How Can Organizations Be More Entrepreneurial?

become an entrepreneur

My MBA was in Entrepreneurial Studies. I have always been fascinated by entrepreneurship, which is why I thoroughly enjoyed a section in Humanocracy: Creating Organizations as Amazing as the People Inside Them by Gary Hamel and Michele Zanini, where the authors discuss how companies can become more entrepreneurial.

“Entrepreneurship is equally essential to human flourishing.” I think it is true, and I wish more companies understood that. Edmund Phelps, a Nobel Prize economist, argued that “the experience of mental stimulation, the challenge of new problems to solve…and the excitement of venturing into the unknown,” are when we feel most alive.

One would think that large companies should be well-positioned to be entrepreneurial. They have money, talented employees, access to customer data, and established brands. Unfortunately, as anyone who has worked for a large organization knows, most of these places are not entrepreneurial at all.

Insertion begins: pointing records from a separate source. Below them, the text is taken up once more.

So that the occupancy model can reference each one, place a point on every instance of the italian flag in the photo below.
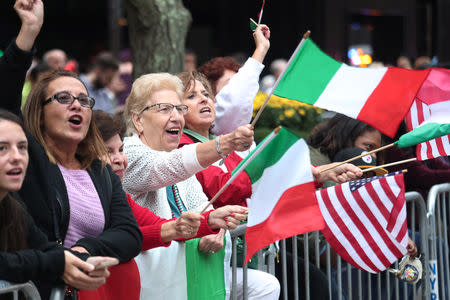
(283, 202)
(379, 97)
(429, 117)
(181, 271)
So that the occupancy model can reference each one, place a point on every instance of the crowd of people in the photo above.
(102, 179)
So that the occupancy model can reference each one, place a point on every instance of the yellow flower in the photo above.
(289, 112)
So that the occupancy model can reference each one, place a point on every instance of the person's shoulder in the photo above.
(185, 140)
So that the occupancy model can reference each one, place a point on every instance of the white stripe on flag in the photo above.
(367, 223)
(398, 224)
(446, 143)
(383, 197)
(353, 228)
(360, 232)
(339, 236)
(296, 156)
(362, 82)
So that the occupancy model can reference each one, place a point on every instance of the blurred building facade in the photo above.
(391, 27)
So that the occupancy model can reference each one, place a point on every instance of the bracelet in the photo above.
(217, 140)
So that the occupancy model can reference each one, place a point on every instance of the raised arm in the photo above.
(18, 56)
(234, 105)
(149, 170)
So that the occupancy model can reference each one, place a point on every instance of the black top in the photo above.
(121, 237)
(42, 259)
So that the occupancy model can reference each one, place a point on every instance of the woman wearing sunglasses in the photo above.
(161, 177)
(74, 198)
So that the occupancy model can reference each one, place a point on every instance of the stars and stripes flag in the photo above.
(366, 220)
(432, 108)
(440, 146)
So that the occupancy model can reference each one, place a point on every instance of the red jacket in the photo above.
(214, 177)
(150, 225)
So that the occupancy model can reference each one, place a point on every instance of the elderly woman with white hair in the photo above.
(161, 177)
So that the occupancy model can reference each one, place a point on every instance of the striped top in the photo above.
(87, 218)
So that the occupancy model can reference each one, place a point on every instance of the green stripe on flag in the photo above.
(308, 75)
(204, 273)
(270, 154)
(422, 134)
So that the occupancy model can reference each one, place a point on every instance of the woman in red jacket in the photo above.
(156, 231)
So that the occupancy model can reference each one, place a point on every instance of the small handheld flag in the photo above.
(253, 24)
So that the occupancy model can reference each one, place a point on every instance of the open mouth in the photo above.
(76, 120)
(173, 131)
(14, 172)
(205, 110)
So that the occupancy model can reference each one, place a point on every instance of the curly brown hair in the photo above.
(89, 149)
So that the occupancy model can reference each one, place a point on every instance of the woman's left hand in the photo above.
(340, 174)
(227, 217)
(412, 248)
(211, 243)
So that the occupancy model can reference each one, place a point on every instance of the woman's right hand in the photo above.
(238, 140)
(75, 273)
(31, 14)
(211, 243)
(262, 44)
(227, 217)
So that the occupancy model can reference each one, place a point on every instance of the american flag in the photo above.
(366, 220)
(419, 113)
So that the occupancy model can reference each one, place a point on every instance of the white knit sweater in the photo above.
(150, 171)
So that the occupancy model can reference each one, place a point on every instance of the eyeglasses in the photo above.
(167, 108)
(67, 98)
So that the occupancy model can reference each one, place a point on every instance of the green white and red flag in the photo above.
(429, 118)
(379, 97)
(283, 201)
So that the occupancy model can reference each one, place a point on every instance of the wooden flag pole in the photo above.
(241, 168)
(356, 157)
(390, 164)
(305, 36)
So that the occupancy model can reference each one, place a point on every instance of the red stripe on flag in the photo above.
(440, 147)
(296, 212)
(408, 118)
(420, 115)
(390, 101)
(399, 203)
(333, 240)
(348, 234)
(436, 87)
(378, 227)
(362, 228)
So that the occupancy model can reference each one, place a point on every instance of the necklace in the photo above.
(175, 202)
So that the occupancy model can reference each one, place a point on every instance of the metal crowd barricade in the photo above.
(345, 282)
(438, 221)
(28, 289)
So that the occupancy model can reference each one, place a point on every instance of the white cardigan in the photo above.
(234, 106)
(150, 171)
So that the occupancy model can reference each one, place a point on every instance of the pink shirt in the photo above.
(87, 218)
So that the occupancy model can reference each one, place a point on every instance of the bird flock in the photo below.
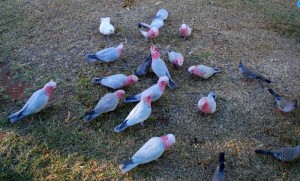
(154, 147)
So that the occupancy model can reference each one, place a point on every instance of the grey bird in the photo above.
(283, 104)
(144, 68)
(157, 21)
(285, 154)
(219, 173)
(251, 74)
(107, 103)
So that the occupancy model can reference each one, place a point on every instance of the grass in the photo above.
(47, 40)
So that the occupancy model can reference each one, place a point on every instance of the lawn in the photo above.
(44, 40)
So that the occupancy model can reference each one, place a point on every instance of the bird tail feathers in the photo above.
(91, 57)
(264, 79)
(121, 127)
(144, 33)
(144, 25)
(264, 152)
(217, 70)
(222, 161)
(171, 84)
(131, 99)
(97, 80)
(126, 166)
(273, 93)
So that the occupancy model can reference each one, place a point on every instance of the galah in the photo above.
(175, 58)
(283, 104)
(144, 67)
(105, 27)
(116, 81)
(107, 103)
(106, 55)
(219, 173)
(159, 67)
(208, 104)
(285, 154)
(139, 113)
(157, 21)
(150, 151)
(157, 90)
(151, 33)
(36, 102)
(251, 74)
(185, 31)
(203, 71)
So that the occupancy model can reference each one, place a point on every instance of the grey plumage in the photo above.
(284, 154)
(251, 74)
(283, 104)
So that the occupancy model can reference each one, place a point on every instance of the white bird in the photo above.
(150, 151)
(139, 113)
(105, 27)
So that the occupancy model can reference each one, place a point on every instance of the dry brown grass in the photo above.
(45, 40)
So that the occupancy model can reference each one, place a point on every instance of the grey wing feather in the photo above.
(150, 151)
(108, 54)
(107, 103)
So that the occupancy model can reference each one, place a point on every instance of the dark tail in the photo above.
(89, 116)
(263, 79)
(144, 25)
(127, 165)
(217, 70)
(121, 127)
(273, 93)
(264, 152)
(97, 80)
(131, 99)
(91, 57)
(222, 161)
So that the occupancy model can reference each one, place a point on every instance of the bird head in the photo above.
(164, 80)
(120, 93)
(191, 69)
(132, 79)
(49, 87)
(168, 140)
(147, 96)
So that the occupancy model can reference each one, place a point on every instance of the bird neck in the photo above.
(49, 90)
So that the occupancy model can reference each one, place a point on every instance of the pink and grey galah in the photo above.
(157, 21)
(150, 151)
(106, 55)
(107, 103)
(203, 71)
(175, 58)
(152, 33)
(105, 27)
(185, 31)
(208, 104)
(159, 67)
(36, 102)
(139, 113)
(116, 81)
(157, 90)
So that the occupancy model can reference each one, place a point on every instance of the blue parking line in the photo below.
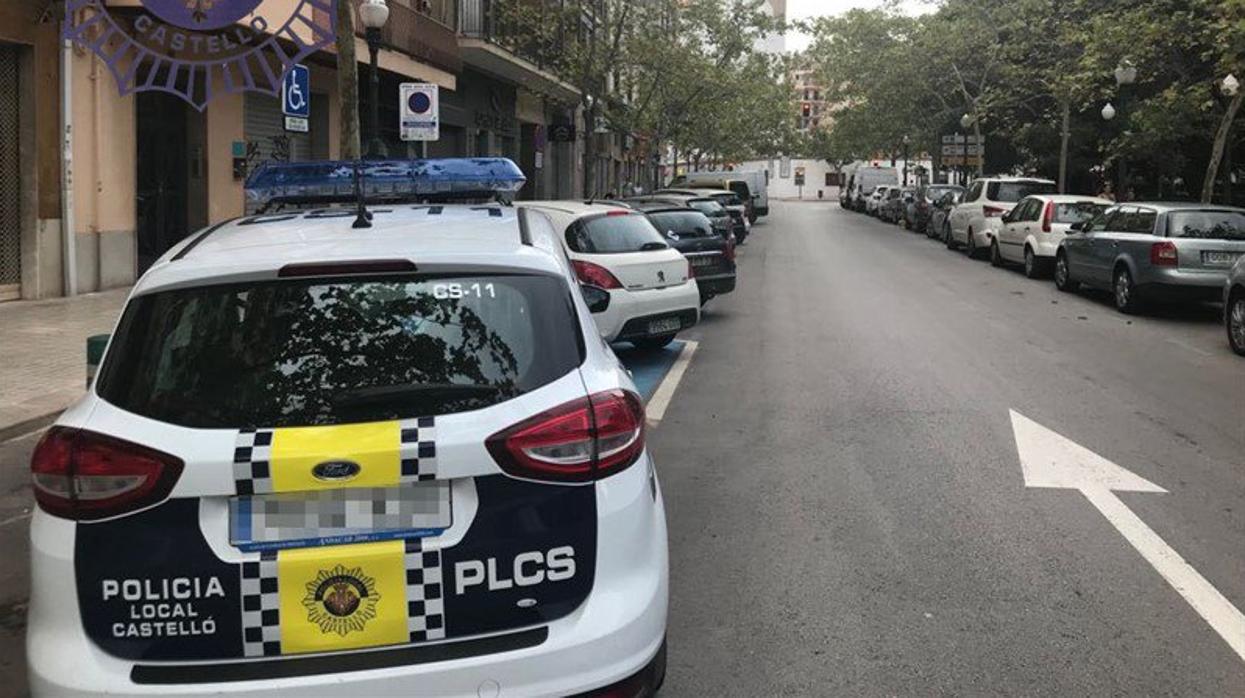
(649, 367)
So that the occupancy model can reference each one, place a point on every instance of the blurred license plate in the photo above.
(665, 326)
(1220, 259)
(339, 516)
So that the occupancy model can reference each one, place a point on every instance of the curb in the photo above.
(28, 426)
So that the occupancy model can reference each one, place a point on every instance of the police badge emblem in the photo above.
(341, 600)
(198, 49)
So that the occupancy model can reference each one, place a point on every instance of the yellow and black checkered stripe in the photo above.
(340, 596)
(389, 453)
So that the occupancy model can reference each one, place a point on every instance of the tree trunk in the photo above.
(1216, 151)
(1065, 117)
(590, 153)
(981, 158)
(347, 81)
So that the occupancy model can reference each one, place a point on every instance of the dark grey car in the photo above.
(1179, 251)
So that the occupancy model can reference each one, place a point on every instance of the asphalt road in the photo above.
(845, 504)
(847, 508)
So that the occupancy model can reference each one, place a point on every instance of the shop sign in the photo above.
(201, 49)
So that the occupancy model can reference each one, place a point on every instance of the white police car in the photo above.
(653, 293)
(329, 456)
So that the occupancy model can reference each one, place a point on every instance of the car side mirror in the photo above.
(598, 299)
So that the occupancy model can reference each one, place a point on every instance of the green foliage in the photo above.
(1016, 65)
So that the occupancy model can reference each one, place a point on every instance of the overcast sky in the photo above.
(806, 9)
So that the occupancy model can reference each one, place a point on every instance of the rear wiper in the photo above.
(381, 393)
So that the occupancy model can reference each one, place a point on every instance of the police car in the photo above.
(355, 453)
(651, 289)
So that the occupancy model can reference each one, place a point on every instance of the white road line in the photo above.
(1050, 459)
(660, 400)
(15, 519)
(1200, 594)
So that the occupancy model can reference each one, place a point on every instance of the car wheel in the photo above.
(1031, 269)
(1063, 280)
(1124, 291)
(1235, 321)
(653, 344)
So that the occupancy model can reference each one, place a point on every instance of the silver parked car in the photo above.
(1153, 251)
(1234, 306)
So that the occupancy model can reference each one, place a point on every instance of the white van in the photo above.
(752, 186)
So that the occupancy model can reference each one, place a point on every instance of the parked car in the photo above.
(916, 214)
(1234, 306)
(1143, 251)
(864, 183)
(892, 210)
(938, 225)
(975, 219)
(1031, 233)
(873, 203)
(651, 286)
(717, 214)
(750, 186)
(315, 442)
(730, 200)
(690, 232)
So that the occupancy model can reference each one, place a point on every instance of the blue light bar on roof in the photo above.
(384, 179)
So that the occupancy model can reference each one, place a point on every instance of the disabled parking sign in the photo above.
(296, 98)
(420, 111)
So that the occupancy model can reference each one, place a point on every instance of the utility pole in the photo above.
(347, 80)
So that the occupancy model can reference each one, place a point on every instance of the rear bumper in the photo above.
(716, 285)
(629, 306)
(615, 633)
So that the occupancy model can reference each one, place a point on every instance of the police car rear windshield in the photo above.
(325, 351)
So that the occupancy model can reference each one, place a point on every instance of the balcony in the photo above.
(489, 42)
(423, 30)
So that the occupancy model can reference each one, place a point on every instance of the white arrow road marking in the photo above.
(1052, 460)
(660, 400)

Why is that?

Hamel and Zanini assert that employees at large organizations lack ownership, and the basis of entrepreneurship is ownership. While many companies invest millions of dollars in leadership training, these companies invest next to nothing in bottom-up entrepreneurship and teaching their employees to think like owners.

One of the main reasons people choose to become entrepreneurs is the freedom to create their professional path and the ability to control their destiny. These types of people need autonomy to function at their best. It is tough for them to work at a typical large company that commonly utilizes rigid compensation plans and provides little incentive for an employee to do more than the job requires.

As I mentioned in the previous article, many organizations view their employees as “commodity resources doing commodity work.” A new management model is needed, which minimizes bureaucracy and maximizes entrepreneurship.

Hamel and Zanini suggest that the best way to create a sense of ownership at large organizations is to keep business units small. The bigger the company is on the outside, the smaller it should be on the inside. The authors also observe that once employees think and act like owners, they do not need a lot of oversight.

Additional ways to increase the sense of ownership at an organization are:

  • Delegate a part of your own authority to the team and let them make some critical decisions
  • Make a profit-sharing plan available to all employees
  • Divide big units into small ones, keeping operating units to fewer than 50 people
  • Give each operating unit their own P&L to manage, minimizing corporate overhead allocations
  • Empower frontline operating teams with more decision-making authority for their unit strategy, people, and operations
  • Align the team’s compensation to performance, paying above-average rewards for above-average performance

The problem with the bureaucracy at most organizations is that companies are structured as command economies, where the decision-making power is concentrated at the top. Often, the bigger the problem, the fewer people are involved in making decisions. Then, once a decision is made, even fewer people, if any, can challenge the decision-maker. This is the opposite of what is needed to build an organization that is innovative, resilient, and human.

“Bureaucracies excel at solving routine problem,” say Hamel and Zanini. That works in situations where tasks are clearly specified in advance. Today, we are constantly confronted with new problems with no precedent and no scripts. Bureaucracies struggle when faced with novel problems. Teaching employees to be entrepreneurial is how we overcome today’s challenges.